Versions (relevant - OpenSearch/Dashboard/Server OS/Browser): 1.3.2

Describe the issue:
My issue is similar to this issue

After a replication job as been paused for a number of hours, stopping it does not delete the task and when attempting to recreate, it states a task is already running.

I do see several paused replication tasks when querying the tasks:
“action”: "indices:admin/plugins/replication/index/pause

However, they’re not cancellable.
“cancellable”: false,

Configuration:

Relevant Logs or Screenshots:
{“error”:{“root_cause”:[{“type”:“resource_already_exists_exception”,“reason”:“task with id {replication:index:index_v1} already exist”}],“type”:“resource_already_exists_exception”,“reason”:“task with id {replication:index:indesx_v1} already exist”},“status”:400

What can i do to restart these replication jobs. This occurs both on single index replication and on autofollow replication.

Thanks!

Can you try killing the tasks using tasks API?

Yes, but they’re not cacellable:

{“type”:“failed_node_exception”,“reason”:"Failed node
doesn’t support cancellation

Weird! We’ve been able to cancel the replication related tasks with POST _tasks/<task_id>/_cancel

@ankikala
Any advice. I am trying to start replication with

PUT /_plugins/_replication/eddie-aws-000002/_start?pretty
{   "leader_alias": "connection-to-aws",   "leader_index": "eddie-aws-000002",   "use_roles":{     "leader_cluster_role":"all_access","follower_cluster_role":"all_access"  }}

I Dashbaord I see error:

{
  "error" : {
    "root_cause" : [
      {
        "type" : "parse_exception",
        "reason" : "request body or source parameter is required"
      }
    ],
    "type" : "parse_exception",
    "reason" : "request body or source parameter is required"
  },
  "status" : 400
}

In log I see errors:

[WARN ][o.o.p.PersistentTasksClusterService] [pesmaster-node2] persistent task replication:index:eddie-aws-000002 failed
Jan  5 12:28:54 pesmaster02-spc pesmaster-node2[1664]: java.lang.IllegalArgumentException: this node does not have the remote_cluster_client role
[WARN ][o.o.c.s.ClusterApplierService] [pesmaster-node2] failed to notify ClusterStateListener
Jan  5 12:28:54 pesmaster02-spc pesmaster-node2[1664]: java.lang.IllegalStateException: p must not be null
[ERROR][o.o.r.a.i.TransportReplicateIndexMasterNodeAction] [pesmaster-node2] Failed to trigger replication for eddie-aws-000002 - java.lang.IllegalStateException: Timed out when waiting for persistent task after 30s

I have remote cluster client on other side and I replicate one index, but can´t replicate one more…

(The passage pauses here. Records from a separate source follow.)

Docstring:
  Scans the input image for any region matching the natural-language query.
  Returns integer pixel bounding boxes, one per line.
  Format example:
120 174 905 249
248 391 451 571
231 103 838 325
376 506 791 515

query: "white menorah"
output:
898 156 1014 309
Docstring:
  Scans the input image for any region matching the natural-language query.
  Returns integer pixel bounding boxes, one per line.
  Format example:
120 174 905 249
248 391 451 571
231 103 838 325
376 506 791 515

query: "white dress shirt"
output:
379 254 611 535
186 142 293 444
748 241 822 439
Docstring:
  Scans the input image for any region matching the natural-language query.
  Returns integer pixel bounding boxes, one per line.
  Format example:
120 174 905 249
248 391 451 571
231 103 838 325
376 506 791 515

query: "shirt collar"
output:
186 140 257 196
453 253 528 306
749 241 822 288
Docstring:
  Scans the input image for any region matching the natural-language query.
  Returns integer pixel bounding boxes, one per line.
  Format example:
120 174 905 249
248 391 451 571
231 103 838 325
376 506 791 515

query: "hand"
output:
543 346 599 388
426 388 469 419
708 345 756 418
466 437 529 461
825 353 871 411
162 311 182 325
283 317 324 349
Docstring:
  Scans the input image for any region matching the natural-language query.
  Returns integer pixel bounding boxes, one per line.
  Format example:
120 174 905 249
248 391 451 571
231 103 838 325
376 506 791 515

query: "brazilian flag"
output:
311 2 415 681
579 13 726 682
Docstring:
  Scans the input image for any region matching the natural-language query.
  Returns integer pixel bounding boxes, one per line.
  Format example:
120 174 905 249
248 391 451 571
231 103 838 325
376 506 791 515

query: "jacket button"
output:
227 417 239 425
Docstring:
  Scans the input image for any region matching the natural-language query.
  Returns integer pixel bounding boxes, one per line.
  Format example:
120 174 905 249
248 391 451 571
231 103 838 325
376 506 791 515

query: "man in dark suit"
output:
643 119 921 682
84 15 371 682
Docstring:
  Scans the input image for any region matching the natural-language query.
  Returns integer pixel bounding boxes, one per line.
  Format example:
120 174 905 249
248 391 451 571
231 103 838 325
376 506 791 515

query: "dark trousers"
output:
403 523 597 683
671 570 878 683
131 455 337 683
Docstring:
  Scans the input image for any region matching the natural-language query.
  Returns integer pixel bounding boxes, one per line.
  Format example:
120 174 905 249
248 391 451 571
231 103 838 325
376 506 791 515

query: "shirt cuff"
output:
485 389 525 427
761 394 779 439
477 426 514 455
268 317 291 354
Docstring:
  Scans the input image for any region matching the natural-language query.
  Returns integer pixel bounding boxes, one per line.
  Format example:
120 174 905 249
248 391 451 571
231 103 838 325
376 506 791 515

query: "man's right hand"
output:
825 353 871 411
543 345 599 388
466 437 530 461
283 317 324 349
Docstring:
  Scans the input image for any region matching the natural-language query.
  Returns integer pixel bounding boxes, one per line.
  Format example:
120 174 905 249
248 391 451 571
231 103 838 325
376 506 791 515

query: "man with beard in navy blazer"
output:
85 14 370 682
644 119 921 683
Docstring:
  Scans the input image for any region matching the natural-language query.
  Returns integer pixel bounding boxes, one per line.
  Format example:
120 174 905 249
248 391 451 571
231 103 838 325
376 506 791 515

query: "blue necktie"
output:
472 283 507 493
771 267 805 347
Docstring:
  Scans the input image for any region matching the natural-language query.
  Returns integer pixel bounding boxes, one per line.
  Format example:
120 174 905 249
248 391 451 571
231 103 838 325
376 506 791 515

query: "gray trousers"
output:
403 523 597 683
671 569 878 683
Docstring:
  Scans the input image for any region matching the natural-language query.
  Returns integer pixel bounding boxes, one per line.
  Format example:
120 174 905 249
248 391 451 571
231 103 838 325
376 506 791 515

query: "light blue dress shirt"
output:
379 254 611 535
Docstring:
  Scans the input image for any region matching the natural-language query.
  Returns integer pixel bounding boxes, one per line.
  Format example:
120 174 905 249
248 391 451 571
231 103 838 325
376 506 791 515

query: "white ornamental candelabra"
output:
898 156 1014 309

@vnovotny98 Looks like the request and logs are not related

Regarding the request, it seems that it is not constructed currently based on the 400 error. If you trying from dev tools, make sure that there are no extra line breaks or try to execute using curl.

Regarding the logs,

java.lang.IllegalArgumentException: this node does not have the remote_cluster_client role

It looks like the remote cluster is not setup correctly.
If you’ve overridden node.roles in opensearch.yml on the follower cluster, make sure it also includes the remote_cluster_client role. Reference: Redirecting…
Also, verify the cluster settings for the remote cluster settings.